Sundays with the Modern offers unique perspectives on the Museum’s architecture, permanent collection, and special exhibitions. A variety of artists, art historians, critics, writers, and architects hold conversations and lead tours in the galleries.
Artist John Beech, born in England and living in Brooklyn, is recognized for his wry Duchampian twist on the everyday, producing minimalist sculptures and images that combine humor and beauty in perfect union. Beech’s superbly crafted and appointed paintings, drawings, and sculptures have been described by Edward Albee, the Pulitzer Prize-winning playwright and Beech’s collaborator for the 2007 book Obscure/Reveal, as “pure beauty.” Ken Johnson of the New York Times states that, “the absurdist conjunction of idealist abstraction and real-world function in Mr. Beech’s work is amusing; it also affords the deeper satisfaction of seeing Minimalism’s mandarin purity brought down to earth.”
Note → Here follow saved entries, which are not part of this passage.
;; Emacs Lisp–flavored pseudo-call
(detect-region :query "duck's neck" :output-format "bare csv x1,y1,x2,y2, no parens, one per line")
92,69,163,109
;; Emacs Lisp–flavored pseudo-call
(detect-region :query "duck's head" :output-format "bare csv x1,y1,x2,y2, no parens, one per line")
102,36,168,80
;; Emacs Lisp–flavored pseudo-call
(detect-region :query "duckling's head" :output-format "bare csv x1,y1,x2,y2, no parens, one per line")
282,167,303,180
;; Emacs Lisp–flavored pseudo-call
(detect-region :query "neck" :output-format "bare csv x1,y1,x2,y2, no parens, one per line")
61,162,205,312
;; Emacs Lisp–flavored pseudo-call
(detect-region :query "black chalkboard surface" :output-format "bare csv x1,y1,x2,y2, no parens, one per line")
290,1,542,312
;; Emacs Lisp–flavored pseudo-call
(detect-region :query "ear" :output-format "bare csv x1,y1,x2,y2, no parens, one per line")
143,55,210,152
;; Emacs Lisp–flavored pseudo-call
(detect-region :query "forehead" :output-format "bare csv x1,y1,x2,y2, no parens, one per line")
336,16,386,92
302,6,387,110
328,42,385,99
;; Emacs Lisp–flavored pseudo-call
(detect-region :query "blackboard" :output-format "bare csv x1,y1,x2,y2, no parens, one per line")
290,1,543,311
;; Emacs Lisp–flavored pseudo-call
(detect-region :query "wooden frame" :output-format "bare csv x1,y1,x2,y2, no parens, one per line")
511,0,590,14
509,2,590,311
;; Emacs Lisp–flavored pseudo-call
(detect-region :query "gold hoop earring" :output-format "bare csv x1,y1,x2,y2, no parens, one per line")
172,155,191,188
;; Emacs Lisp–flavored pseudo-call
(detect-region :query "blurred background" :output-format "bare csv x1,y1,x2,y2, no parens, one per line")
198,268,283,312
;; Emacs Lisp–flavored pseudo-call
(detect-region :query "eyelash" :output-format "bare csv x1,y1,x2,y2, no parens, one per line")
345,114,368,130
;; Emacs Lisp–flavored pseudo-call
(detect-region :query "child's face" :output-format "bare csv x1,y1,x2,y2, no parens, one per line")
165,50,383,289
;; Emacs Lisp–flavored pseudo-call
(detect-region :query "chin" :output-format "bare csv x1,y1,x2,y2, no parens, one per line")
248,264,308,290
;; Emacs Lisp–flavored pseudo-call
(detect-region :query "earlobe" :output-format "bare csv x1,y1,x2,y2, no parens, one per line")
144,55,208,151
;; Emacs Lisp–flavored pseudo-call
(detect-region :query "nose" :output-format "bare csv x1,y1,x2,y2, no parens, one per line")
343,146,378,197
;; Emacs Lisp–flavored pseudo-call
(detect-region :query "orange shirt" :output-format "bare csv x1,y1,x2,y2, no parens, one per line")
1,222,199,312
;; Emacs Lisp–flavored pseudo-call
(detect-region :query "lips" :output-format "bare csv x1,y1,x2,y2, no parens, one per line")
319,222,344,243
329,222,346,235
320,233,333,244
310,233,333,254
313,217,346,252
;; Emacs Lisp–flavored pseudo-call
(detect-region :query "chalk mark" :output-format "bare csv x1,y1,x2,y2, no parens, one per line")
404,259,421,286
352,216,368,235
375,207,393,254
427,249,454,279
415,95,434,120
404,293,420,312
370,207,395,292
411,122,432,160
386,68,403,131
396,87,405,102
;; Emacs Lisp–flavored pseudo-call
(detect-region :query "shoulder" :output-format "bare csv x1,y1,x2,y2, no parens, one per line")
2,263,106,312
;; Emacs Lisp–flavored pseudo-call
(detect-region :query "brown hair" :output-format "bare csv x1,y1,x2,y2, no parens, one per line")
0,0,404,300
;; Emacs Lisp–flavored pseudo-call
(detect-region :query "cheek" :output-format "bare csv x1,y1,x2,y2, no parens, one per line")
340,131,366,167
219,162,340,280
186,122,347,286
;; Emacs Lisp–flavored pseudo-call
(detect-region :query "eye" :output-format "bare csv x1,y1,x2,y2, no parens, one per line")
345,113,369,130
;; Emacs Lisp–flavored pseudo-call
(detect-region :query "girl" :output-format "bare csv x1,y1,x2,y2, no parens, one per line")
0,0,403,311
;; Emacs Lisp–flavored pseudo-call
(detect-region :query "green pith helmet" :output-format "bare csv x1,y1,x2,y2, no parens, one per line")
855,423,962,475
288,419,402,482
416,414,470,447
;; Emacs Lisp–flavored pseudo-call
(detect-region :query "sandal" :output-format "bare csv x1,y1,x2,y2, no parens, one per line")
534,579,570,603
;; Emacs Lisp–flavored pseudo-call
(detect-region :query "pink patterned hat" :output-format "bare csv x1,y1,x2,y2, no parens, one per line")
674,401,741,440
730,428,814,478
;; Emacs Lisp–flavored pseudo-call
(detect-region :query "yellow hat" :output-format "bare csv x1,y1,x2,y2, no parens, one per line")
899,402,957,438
Uta Barth is a photographer who lives and works in Los Angeles, California. Unlike traditional photography where the camera is used as a pointing device for selecting significant moments and places, Barth’s overriding interest is in perception—in vision itself. Her images share more with the work of Robert Irwin, John Cage, and Brian Eno than with the ideology of Walker Evans or Edward Weston. Barth’s is a serious and concentrated practice that has been rewarded with a great deal of critical acclaim and recognition, including a 2004 Guggenheim Fellowship; the comprehensive survey Uta Barth, published by Phaidon Press as one of the publisher’s prestigious Contemporary Art Series; and most recently, the 2010 monograph Uta Barth: The Long Now. For this Tuesday Evenings presentation, the artist shares her work as it has developed over the past 20 years.